On Monday, our leadership team spent the morning review Serious Safety Events and learning about how to conduct a Common Cause Analysis (CCA). In the past year, Ascension Health’s leaders established a new direction that would build on the successes of the Call to Action for Healthcare that is Safe: Healing without Harm by 2014.
We discussed three types of Human Errors*:
Skill-Based (Auto-Pilot Mode): Errors made when performing acts or tasks that require limited or no thought attention
Rule-Based (If-Then Response Mode): Errors made when performing acts or tasks that require application of rules – accumulated through experience and training – to familiar situations.
Knowledge-Based (Figuring-It-Out Mode): Errors made when performing acts related to new or unfamiliar situations that require problem solving and for which a rule does not exist or is not known.

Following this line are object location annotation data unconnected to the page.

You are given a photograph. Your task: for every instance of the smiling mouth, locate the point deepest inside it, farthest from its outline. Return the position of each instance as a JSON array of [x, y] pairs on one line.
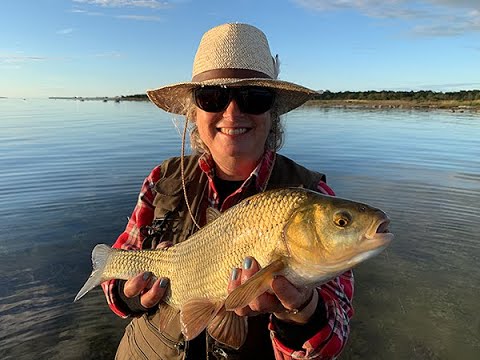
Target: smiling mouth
[[233, 131]]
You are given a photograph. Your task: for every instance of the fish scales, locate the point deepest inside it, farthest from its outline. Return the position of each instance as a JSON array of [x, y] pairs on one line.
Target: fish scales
[[308, 237], [200, 267]]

*based on the Skill/Rule/Knowledge classification of Jens Rasmussen and the Generic Error Modeling System of James Reason
It was interesting to know that for every Serious Safety Event, we should probably see 1,000 precursor events or near-misses (a "near-miss" is defined as any process variation in our health care delivery that could have led to an adverse outcome or sentinel event but for any number of reasons, did not).
An example of how to improve was around avoiding employee injuries and what industries and companies we should model (e.g., Fed Ex because of their heavy lifting in handling packages).
Back to the run…The car just stopped short of hitting us though Dr. Mark had his hands on the car and shared the importance of the stop sign with the driver (he risked his life to make a point—something I do not recommend for other runners). I would certainly consider this a “near-miss.”